Wednesday 14 November 2012

REVIEW: Five Broken Cameras (2012)


Five Broken Cameras is a documentary about the people of Bil’in, a small town in the Occupied Palestinian Territories, and their rebellion against the building of a separation wall that cuts them off from half of their farming land. Shot primarily by a Bil’in resident, Emad Burnat, who is also co-director and co-producer, the film is a remarkably pacifist look at resistance against oppression.

Filmed with six different cameras, the film charts the beginning of the resistance to the wall and the developing Jewish settlement of Modi’in Ilit in the West Bank between the years 2005 and 2010. The film also reveals how five of Burnat’s cameras were destroyed in the process of filming the resistance, often by bullets. Burnat also documents the first five years of the life of his fourth son, Gibreel, born on the day that the Jewish bulldozers moved into the town’s land.

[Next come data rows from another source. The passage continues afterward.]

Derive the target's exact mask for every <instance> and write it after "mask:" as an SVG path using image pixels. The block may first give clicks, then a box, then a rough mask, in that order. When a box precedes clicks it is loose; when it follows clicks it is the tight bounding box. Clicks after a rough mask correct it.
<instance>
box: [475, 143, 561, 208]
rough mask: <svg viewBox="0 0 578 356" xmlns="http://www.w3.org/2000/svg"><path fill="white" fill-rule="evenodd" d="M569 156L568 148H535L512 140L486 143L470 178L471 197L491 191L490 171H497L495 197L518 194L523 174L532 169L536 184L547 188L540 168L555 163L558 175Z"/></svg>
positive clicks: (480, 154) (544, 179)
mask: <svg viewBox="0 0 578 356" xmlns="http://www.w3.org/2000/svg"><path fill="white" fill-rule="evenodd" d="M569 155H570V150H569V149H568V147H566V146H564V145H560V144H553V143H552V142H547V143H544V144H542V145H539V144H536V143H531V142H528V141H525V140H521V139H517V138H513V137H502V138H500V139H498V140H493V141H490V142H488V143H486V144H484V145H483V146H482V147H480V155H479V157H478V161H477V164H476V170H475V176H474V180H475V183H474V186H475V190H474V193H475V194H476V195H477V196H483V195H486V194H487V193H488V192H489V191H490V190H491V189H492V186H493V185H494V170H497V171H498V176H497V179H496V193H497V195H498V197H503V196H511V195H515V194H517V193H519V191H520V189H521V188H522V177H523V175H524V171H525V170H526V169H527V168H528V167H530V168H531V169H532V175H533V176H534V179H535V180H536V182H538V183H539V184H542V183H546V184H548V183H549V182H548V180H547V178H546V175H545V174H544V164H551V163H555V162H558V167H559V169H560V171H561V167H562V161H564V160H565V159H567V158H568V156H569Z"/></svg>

As a testament to passive resistance, the film is surprisingly moving and a good introduction to the Israeli-Palestinian conflict for those who find it either too complicated or too hopeless. Instead of militarism, what Burnat’s film and the people of Bil’in represent is a grassroots campaign of resistance, which is about peace and co-existence and mutual respect, as opposed to Intifada and mass killings. Although the film is not primarily about the past, the building of a Jewish settlement on Bil’in land being an immediate and present-day problem, it does not deny the past. Burnat’s four sons reflect the past surprisingly well, with the first son born in a time of hope following the Oslo Peace Accords, the second three years later at a time of uncertainty after Oslo proved to have little effect if not to be entirely detrimental, the third son on the very day that the Second Intifada began. Gibreel, born on the day that the Jewish bulldozers arrived, ages tellingly over the course of the film, with ‘cartridge’ and ‘army’ being some of his first words. The sordid history of the conflict infects his childhood, robbing him of innocence much too soon. Hence, though the resistance is a just one, the film is also aware that there are always real complications. Towards the end, in a sequence that feels staged but no less effective, Gibreel will ask his father why he shouldn’t just kill Israeli soldiers.

The film is close to propaganda, especially in the editing and the addition of a post hoc voiceover, but its message is ultimately one of peace. The Bil’in movement begins as a small local effort but expands over the course of the film to an almost international movement, which also includes a mix of Westerners and Israeli activists. Burnat does not refuse to show the complexity of a movement that is more than merely an Israeli versus Palestinian one. In fact, the film was co-financed by Israel. And though the film paints the Israelis as the perpetrators and the oppressors with the force of propaganda, it is hardly manipulative as the facts remains damning enough. Again, towards the end, the film becomes more staged with celebratory images of his children at the seaside for the first time in some of their lives, but it is the film’s truth that bares it out. In fact, one of the sequences that push the film closest to the melodramatic clichés of Hollywood is horribly all too real. Ultimately, the film has an emotional force and a political resonance that recalls some of the late Edward W. Said’s writings on the subject, which advocate passive resistance, co-existence and understanding.

As an introduction to the conflict, the film is certainly useful because it does not show the too familiar Middle East of Western media. It is not a film of angry militarism and violence, but one of justifiable outrage, bravery and dedication. The film introduces some of the citizens of Bil’in, particularly Adeeb and Bassem, or “El-Phil” – The Elephant – as the town’s children affectionately call him, both outspoken and politically charged but also both entirely likable. The film has a remarkably human feel to it, despite all the politics and resistance. It becomes not so much a film about a particular grievance, but more a portrait of a small community’s resistance to a large invasive and faceless occupier, a classic American underdog story and not a million miles away from the recent Irish resistance documentary The Pipe. One sequence, in which Burnat is under house arrest recalls the brilliant This Is Not A Film. The film is also often very funny, with a strange sequence in which the villagers are amused by some chickens that are climbing a tree for no apparent reason. Adeeb’s rationale for the behaviour is “They have their freedom.” They are climbing the tree because they can, nothing is stopping them, a sentiment which speaks more for the film’s sense of the importance of freedom and self-determination than for its politics.  

Though it cannot help but be politically charged, Five Broken Cameras is ultimately a film about the resistance of villagers to the unlawful seizure of their land. It represents the resistance, and the broader conflict, in human terms first and foremost, refusing to allow rhetoric to muddy the waters in what is essentially a story of justifiable anguish at an excessive occupation. As with Said’s work, it is critical of more than just the Israelis, also taking a jab at the Palestinian Authority. As the years and the film progress, Burnat and his co-director Guy Davidi, become filmmakers, but it is during their more amateurish and rough-edged moments that a certain type of immediacy and power shines through.